State Representative John Carson, who spearheaded the legislation, also said there will be no grace period when the law takes effect, putting end to the belief that motorists would receive warnings in the first 60 to 90 days after implementation on July 1.
The confusion arose from lines 96-97 of the bill, which reads that no driver shall “Write, send, or read any text based communication, including but not limited to a text message, instant message, e-mail, or Internet data on a wireless telecommunications device or stand-alone electronic device.” Music streaming apps use Internet data to provide music. But in a press relase, Carson said drivers can listen, they just can’t change stations or songs.
The bill’s sponsor insists the new law is already saving lives.
The Georgia House of Representatives sent out a press release on Monday:
State Representative John Carson (R-Marietta) today clarified that Georgia drivers may utilize music streaming applications and that there will not be a set enforcement grace period after House Bill 673, the Hands-Free Georgia Act, takes effect on July 1, 2018. Rep.

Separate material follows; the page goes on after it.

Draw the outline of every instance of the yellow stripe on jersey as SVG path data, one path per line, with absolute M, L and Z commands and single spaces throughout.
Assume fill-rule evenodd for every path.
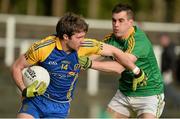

Carson sponsored HB 673 during the 2018 legislative session of the Georgia General Assembly, and Governor Nathan Deal recently signed this measure into law to create a hands-free driving law in Georgia.
“According to recent data, we believe the public awareness of this new law is already saving lives,” said Rep. Carson. “We encourage all Georgians to implement the best practices stated in the Hands-Free Georgia Act prior to July 1, 2018, for the safety of all commuters on Georgia’s roadways.”

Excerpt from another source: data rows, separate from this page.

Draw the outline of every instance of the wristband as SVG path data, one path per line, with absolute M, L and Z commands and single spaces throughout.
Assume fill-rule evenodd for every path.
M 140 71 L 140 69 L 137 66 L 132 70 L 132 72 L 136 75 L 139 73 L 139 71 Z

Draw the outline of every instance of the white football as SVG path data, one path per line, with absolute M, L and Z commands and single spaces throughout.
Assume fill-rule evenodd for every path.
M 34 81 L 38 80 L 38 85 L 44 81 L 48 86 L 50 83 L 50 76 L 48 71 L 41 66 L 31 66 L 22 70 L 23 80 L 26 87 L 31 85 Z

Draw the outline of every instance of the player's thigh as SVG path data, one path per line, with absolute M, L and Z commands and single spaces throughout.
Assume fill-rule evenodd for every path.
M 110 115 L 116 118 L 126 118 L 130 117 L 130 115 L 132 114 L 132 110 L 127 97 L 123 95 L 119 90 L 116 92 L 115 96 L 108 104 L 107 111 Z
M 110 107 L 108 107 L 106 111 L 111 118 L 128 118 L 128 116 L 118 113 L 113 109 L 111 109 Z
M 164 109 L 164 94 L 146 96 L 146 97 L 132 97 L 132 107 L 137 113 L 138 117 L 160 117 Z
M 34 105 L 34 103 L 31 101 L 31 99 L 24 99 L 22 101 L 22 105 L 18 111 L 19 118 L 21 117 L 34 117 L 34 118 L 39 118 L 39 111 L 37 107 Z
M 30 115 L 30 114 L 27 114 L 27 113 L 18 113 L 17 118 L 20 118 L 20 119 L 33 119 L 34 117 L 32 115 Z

According to a recent press release from the Governor’s Office of Highway Safety, drivers can listen to music streaming apps on their phone while driving under the new law, but they cannot activate their apps or change music through their phone while driving. Music streaming apps that are programmed and controlled through the vehicle’s radio system are allowed. However, music streaming apps that have video are not allowed since the law specifically prohibits drivers from watching videos.
Additionally, the Governor’s Office of Highway Safety, the Georgia Department of Public Safety and local law enforcement officers recently reminded Georgia drivers that the law does not contain a 90-day grace period for enforcement. Many officers will be issuing warnings for violations in the first months of the law as part of the education effort, but citations can and will be issued starting July 1 where law enforcement officers believe they are warranted, especially those violations that involve traffic crashes.

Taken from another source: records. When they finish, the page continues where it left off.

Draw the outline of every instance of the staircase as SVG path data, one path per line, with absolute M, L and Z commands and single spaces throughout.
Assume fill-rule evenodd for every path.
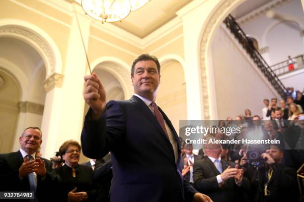
M 228 15 L 224 23 L 236 38 L 243 48 L 249 54 L 254 63 L 267 78 L 278 93 L 284 99 L 286 98 L 286 89 L 277 75 L 265 61 L 258 51 L 253 47 L 250 39 L 248 39 L 231 15 Z
M 289 60 L 286 60 L 271 65 L 270 66 L 270 68 L 279 77 L 284 74 L 304 68 L 304 55 L 298 55 L 296 57 L 293 57 L 291 59 L 294 61 L 294 65 L 295 69 L 294 70 L 290 71 L 288 69 L 288 61 Z

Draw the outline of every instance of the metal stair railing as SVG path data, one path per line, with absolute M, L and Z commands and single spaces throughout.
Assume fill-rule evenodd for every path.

This new hands-free driving law will prohibit drivers from holding or supporting a wireless telecommunication device or a stand-alone electronic device while operating a vehicle. Additionally, this measure will maintain the ban on texting, emailing and internet browsing while driving, but will also prohibit watching or recording videos while driving. GPS navigation and voice-to-text features will still be permitted.
For more information on HB 673, please click here.
Carson was also the Chairman of the House Study Committee on Distracted Driving. Before House Bill 673, which was one of the more contentious bills of the 2018 legislative session, formed into the legislation that was ultimately passed, lawmakers traveled around the state to hear testimony from law enforcement, motorists, and families who had lost loved ones in distracted-driving related crashes. During the testimony, lawmakers heard from law enforcement officials from states where hands-free legislation is already enacted. Testimony revelaed that there was no correlation in a reduction in traffic-related or distracted driving-related deaths.